Sommaruga gibt sich zuversichtlich. «Die Situation in Syrien erschüttert uns alle, der Wunsch zu helfen, ist gross», sagte sie mit Verweis auf die mittlerweile 2,5 Millionen Syrer auf der Flucht. Sollte das Parlament dem Kredit nicht zustimmen, «finden wir einen anderen Weg».
Die SP-Bundesrätin machte auch klar, dass sie die Aufnahme von Kontingentsflüchtlingen langfristig wieder einführen will. Die Schweiz hatte bereits zwischen den 1950er und den 1990er Jahren wiederholt grössere Flüchtlingskontingente aufgenommen. In den letzten Jahren waren es jeweils nur noch kleinere Gruppen von unter 100 Personen.
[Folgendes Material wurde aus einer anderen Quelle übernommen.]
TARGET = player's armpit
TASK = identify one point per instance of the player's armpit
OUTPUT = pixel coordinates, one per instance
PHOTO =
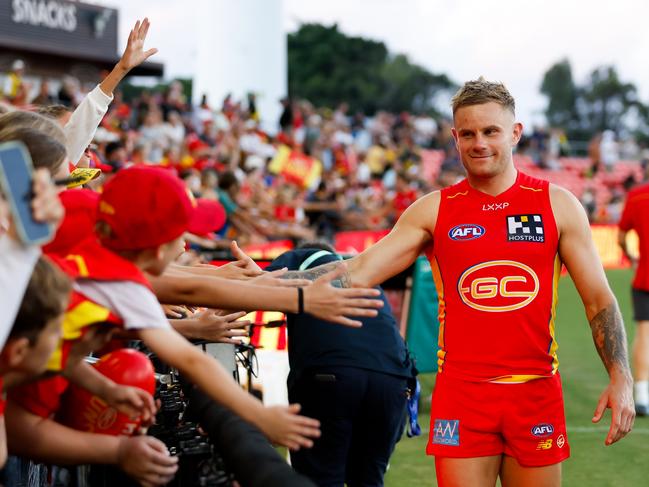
(390, 255)
(577, 251)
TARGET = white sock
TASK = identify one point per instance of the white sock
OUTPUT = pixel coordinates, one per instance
(642, 392)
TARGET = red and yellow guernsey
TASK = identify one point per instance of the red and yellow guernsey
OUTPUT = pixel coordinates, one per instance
(496, 268)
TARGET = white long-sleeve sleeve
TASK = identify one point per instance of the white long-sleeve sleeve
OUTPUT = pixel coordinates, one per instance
(81, 128)
(16, 266)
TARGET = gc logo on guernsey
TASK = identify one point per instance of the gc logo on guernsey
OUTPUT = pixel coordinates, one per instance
(498, 285)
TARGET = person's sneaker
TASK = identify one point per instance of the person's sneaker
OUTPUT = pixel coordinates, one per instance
(642, 410)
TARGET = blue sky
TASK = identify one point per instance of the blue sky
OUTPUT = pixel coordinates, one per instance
(512, 41)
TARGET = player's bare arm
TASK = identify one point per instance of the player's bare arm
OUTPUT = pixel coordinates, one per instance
(392, 254)
(578, 253)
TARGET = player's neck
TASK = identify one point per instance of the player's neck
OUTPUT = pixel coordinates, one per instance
(494, 185)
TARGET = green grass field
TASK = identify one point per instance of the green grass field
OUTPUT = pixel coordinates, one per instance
(625, 464)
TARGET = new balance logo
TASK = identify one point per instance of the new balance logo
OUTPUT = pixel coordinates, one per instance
(525, 228)
(446, 432)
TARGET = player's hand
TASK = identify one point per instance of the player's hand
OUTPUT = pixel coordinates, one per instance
(283, 426)
(618, 396)
(214, 327)
(244, 261)
(134, 54)
(175, 311)
(46, 206)
(132, 401)
(334, 304)
(146, 459)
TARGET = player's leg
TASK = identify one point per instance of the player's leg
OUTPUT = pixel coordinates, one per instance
(512, 474)
(534, 431)
(467, 472)
(465, 432)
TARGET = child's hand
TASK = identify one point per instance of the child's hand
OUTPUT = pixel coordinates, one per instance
(283, 426)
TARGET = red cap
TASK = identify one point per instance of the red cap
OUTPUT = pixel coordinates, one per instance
(145, 207)
(79, 222)
(209, 217)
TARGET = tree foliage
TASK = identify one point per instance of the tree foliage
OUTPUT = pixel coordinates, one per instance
(327, 67)
(561, 91)
(602, 102)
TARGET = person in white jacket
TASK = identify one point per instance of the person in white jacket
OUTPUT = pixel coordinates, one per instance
(81, 127)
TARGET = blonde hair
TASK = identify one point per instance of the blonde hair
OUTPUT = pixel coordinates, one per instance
(477, 92)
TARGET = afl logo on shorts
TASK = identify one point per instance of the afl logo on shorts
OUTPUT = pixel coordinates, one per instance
(542, 430)
(498, 285)
(466, 231)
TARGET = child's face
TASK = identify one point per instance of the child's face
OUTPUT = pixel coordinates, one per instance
(95, 338)
(36, 359)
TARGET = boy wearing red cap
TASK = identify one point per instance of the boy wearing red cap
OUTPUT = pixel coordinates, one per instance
(143, 213)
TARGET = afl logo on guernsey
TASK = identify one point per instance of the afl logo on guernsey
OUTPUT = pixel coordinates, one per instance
(498, 285)
(466, 231)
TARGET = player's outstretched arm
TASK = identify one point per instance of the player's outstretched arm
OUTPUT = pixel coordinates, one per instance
(578, 253)
(320, 298)
(389, 256)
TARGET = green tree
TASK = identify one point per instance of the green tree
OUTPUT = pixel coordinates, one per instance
(606, 100)
(410, 87)
(559, 87)
(326, 67)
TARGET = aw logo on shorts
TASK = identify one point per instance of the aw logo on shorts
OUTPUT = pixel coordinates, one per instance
(446, 432)
(466, 231)
(542, 430)
(498, 285)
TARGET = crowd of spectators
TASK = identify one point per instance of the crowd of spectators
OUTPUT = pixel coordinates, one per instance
(370, 168)
(322, 171)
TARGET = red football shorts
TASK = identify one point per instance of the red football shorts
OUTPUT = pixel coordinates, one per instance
(475, 419)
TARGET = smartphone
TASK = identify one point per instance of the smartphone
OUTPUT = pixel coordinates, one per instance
(16, 170)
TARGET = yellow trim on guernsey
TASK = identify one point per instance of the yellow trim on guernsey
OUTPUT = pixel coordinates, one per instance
(441, 311)
(536, 190)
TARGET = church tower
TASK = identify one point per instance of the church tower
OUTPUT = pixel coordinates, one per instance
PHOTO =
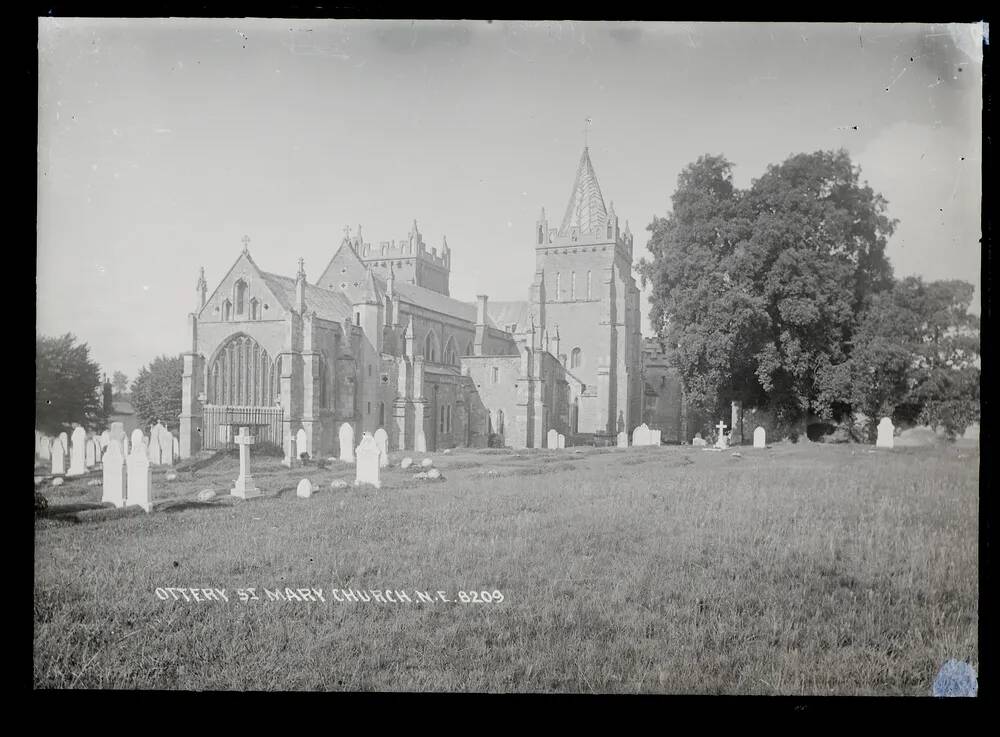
(584, 270)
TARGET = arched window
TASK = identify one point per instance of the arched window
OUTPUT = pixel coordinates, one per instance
(430, 347)
(240, 297)
(241, 374)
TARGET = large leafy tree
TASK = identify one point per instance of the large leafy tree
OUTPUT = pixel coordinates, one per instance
(67, 385)
(156, 391)
(759, 290)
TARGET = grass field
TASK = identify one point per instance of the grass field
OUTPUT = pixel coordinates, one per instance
(801, 569)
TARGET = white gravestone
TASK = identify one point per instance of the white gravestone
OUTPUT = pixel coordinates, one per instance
(78, 453)
(885, 431)
(113, 465)
(347, 443)
(367, 471)
(382, 440)
(153, 450)
(58, 458)
(140, 479)
(244, 487)
(641, 435)
(301, 443)
(91, 452)
(723, 441)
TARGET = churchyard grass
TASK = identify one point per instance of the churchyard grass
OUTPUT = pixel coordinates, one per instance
(801, 569)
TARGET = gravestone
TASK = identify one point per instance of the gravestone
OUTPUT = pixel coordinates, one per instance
(113, 465)
(153, 450)
(367, 471)
(885, 430)
(90, 453)
(58, 459)
(347, 443)
(244, 487)
(140, 479)
(723, 441)
(641, 435)
(78, 453)
(382, 440)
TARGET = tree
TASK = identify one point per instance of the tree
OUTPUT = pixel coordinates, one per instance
(119, 383)
(759, 291)
(156, 392)
(67, 385)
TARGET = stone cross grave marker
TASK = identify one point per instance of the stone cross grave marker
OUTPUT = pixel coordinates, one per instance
(140, 478)
(244, 487)
(113, 465)
(367, 471)
(58, 458)
(723, 441)
(885, 434)
(641, 435)
(382, 440)
(347, 443)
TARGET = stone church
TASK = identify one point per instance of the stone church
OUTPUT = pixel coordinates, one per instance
(376, 341)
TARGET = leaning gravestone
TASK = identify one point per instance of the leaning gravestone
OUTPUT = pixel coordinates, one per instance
(382, 440)
(140, 478)
(113, 464)
(58, 459)
(347, 443)
(367, 471)
(641, 435)
(885, 431)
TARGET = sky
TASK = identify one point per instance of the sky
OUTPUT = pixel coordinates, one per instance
(163, 142)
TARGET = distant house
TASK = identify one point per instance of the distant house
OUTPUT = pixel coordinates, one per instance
(123, 412)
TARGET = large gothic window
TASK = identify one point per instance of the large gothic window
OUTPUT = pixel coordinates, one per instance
(241, 374)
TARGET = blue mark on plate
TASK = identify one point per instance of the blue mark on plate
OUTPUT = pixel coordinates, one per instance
(956, 678)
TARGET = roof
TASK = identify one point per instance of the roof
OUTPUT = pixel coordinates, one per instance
(586, 209)
(327, 305)
(508, 313)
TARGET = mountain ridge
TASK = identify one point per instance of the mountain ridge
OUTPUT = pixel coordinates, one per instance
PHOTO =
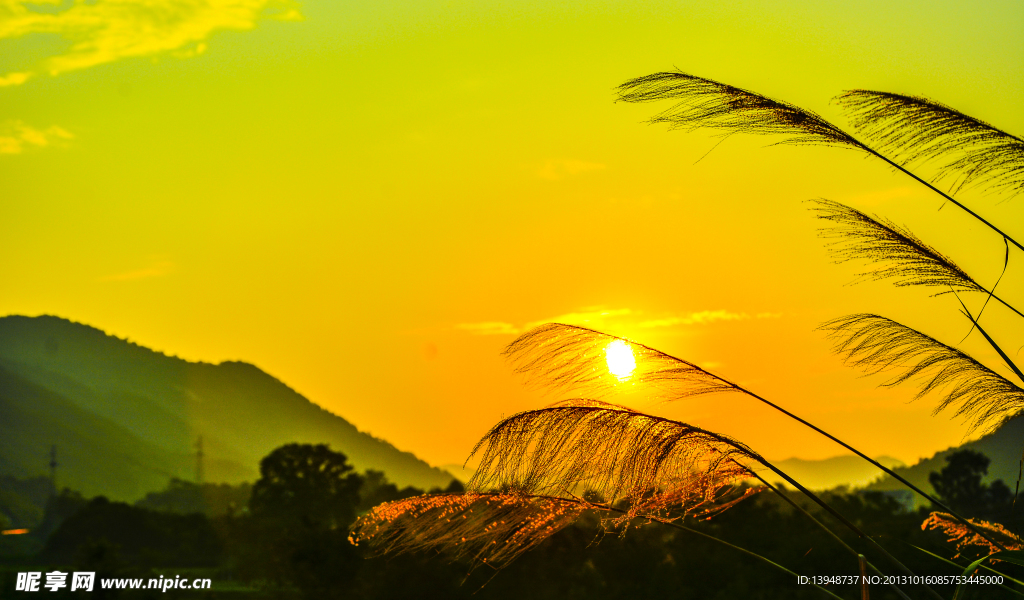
(241, 411)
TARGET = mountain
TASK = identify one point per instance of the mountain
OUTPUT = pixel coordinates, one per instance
(1004, 446)
(125, 419)
(827, 473)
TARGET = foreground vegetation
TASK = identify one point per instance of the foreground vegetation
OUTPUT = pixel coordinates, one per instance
(286, 537)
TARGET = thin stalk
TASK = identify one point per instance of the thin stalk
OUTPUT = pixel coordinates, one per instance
(862, 562)
(991, 342)
(960, 568)
(723, 542)
(875, 153)
(846, 522)
(885, 469)
(824, 527)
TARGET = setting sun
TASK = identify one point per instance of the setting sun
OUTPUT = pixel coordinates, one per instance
(620, 357)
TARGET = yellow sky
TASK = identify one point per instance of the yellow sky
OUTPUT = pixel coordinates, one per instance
(370, 200)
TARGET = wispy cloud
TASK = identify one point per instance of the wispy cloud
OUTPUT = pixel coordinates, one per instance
(155, 269)
(554, 170)
(15, 137)
(702, 317)
(598, 317)
(488, 328)
(14, 79)
(104, 31)
(593, 316)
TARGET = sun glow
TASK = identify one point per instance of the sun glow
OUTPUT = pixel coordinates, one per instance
(620, 357)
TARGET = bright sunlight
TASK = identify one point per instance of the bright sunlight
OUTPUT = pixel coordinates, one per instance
(620, 357)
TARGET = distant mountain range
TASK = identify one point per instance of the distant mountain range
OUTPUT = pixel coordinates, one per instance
(1004, 446)
(828, 473)
(125, 419)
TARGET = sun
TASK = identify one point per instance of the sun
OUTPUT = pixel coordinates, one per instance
(620, 357)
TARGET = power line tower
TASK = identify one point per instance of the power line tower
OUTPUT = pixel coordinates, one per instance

«Wir dürfen nicht vergessen, dass Syrien nicht der einzige Ort ist, wo Menschen in grosser Not sind und dringend auf unsere Unterstützung angewiesen sind», sagte Sommaruga. Sie wolle deshalb die lange Schweizer Tradition der Kontingentsflüchtlinge wiederbeleben. Auch das jetzige Kontingent für 500 Personen müsse «nicht zwingend» nur für Syrer gelten.
Familiennachzug wird erleichtert
Als weitere Sofortmassnahme hat Sommaruga beschlossen, den Familiennachzug für Syrer zu erleichtern. In der Schweiz lebende Syrer mit einem B- oder C-Ausweis konnten bereits bis anhin ihre Ehegatten und Kinder bis 18 Jahre erleichtert in die Schweiz holen. Ab sofort gilt dies auch für Grosseltern, Eltern, erwachsene Kinder, Enkelkinder, Geschwister und deren Kernfamilien.
Laut Sommaruga leben derzeit 1597 Syrer und Syrerinnen mit einer entsprechenden Aufenthaltsbewilligung in der Schweiz. «Wir hoffen, damit eine Möglichkeit zu schaffen, dass Syrer in Not, die Angehörige in der Schweiz haben, hierherkommen können», sagte sie.